In her ruling, Judge Ungaro wrote: “The fundamental flaw of the [executive order] is that it infringes privacy interests in pursuit of a public interest, which…is insubstantial and largely speculative.”

Howard Simon, executive director of the ACLU of Florida, said the ruling means “the Governor can’t order the state to search people’s bodily fluids for no reason – the Constitution prohibits that sort of government invasion. And the governor can’t demand that people surrender their constitutional rights for the privilege of working for the state or receiving some other government benefit.”

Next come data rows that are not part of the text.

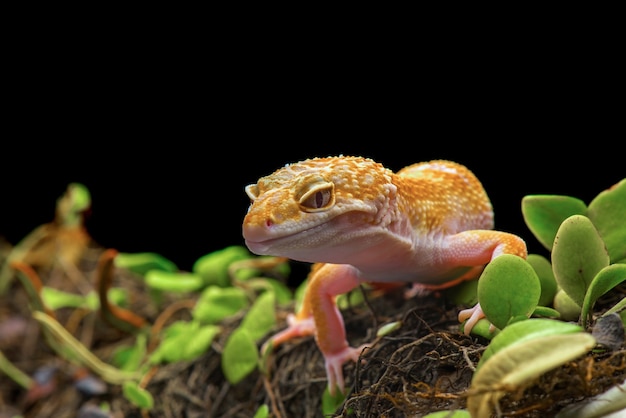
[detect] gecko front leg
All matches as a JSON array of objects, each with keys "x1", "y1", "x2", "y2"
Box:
[
  {"x1": 263, "y1": 262, "x2": 370, "y2": 395},
  {"x1": 442, "y1": 229, "x2": 528, "y2": 334}
]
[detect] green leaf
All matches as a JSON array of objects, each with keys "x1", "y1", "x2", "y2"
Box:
[
  {"x1": 122, "y1": 381, "x2": 154, "y2": 409},
  {"x1": 41, "y1": 287, "x2": 88, "y2": 310},
  {"x1": 193, "y1": 245, "x2": 252, "y2": 287},
  {"x1": 181, "y1": 324, "x2": 220, "y2": 361},
  {"x1": 322, "y1": 386, "x2": 347, "y2": 415},
  {"x1": 114, "y1": 252, "x2": 178, "y2": 275},
  {"x1": 443, "y1": 279, "x2": 478, "y2": 306},
  {"x1": 253, "y1": 404, "x2": 270, "y2": 418},
  {"x1": 222, "y1": 328, "x2": 259, "y2": 385},
  {"x1": 553, "y1": 289, "x2": 582, "y2": 321},
  {"x1": 468, "y1": 333, "x2": 596, "y2": 418},
  {"x1": 587, "y1": 178, "x2": 626, "y2": 264},
  {"x1": 476, "y1": 318, "x2": 584, "y2": 371},
  {"x1": 526, "y1": 254, "x2": 558, "y2": 307},
  {"x1": 377, "y1": 321, "x2": 402, "y2": 337},
  {"x1": 477, "y1": 255, "x2": 541, "y2": 331},
  {"x1": 580, "y1": 264, "x2": 626, "y2": 327},
  {"x1": 532, "y1": 306, "x2": 560, "y2": 319},
  {"x1": 264, "y1": 279, "x2": 293, "y2": 305},
  {"x1": 112, "y1": 334, "x2": 147, "y2": 372},
  {"x1": 464, "y1": 318, "x2": 496, "y2": 340},
  {"x1": 144, "y1": 270, "x2": 204, "y2": 292},
  {"x1": 239, "y1": 291, "x2": 276, "y2": 342},
  {"x1": 552, "y1": 215, "x2": 610, "y2": 307},
  {"x1": 423, "y1": 411, "x2": 471, "y2": 418},
  {"x1": 521, "y1": 195, "x2": 587, "y2": 251},
  {"x1": 192, "y1": 286, "x2": 249, "y2": 324},
  {"x1": 149, "y1": 321, "x2": 220, "y2": 364}
]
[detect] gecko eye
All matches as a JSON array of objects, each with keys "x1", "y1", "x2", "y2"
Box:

The ruling did not, however, address the issue of requiring drug testing for applicants for state employment. It does apply to current employees who are promoted or changing jobs – a process during which they are considered the same as new applicants, according to the ACLU of Florida.

AFSCME and the ACLU initially sued the governor in May 2011, challenging the constitutionality of his executive order allowing drug testing of state workers. The governor backed off several weeks later and suspended implementation of his order in all agencies but the Department of Corrections.

While Judge Ungaro’s ruling invalidates that executive order, it did not specifically address a law approved this March that allows state agencies to conduct random drug testing of up to 10 percent of their workforce every three months. That law will not become effective until July 1. The ACLU of Florida is examining ways to protect the rights of employees affected by the new law, including the possibility of a legal challenge.

This is the third time that Florida laws involving random drug testing have been struck down. In 2011, a federal court in Orlando blocked implementation of a law requiring mandatory drug testing for applicants for temporary cash assistance. In 2004, a similar drug testing measure for employees at the Department of Juvenile Justice was struck down.

Council 79 will continue to take the lead fighting for state workers’ rights, including fighting privatization and defending public service workers’ unions.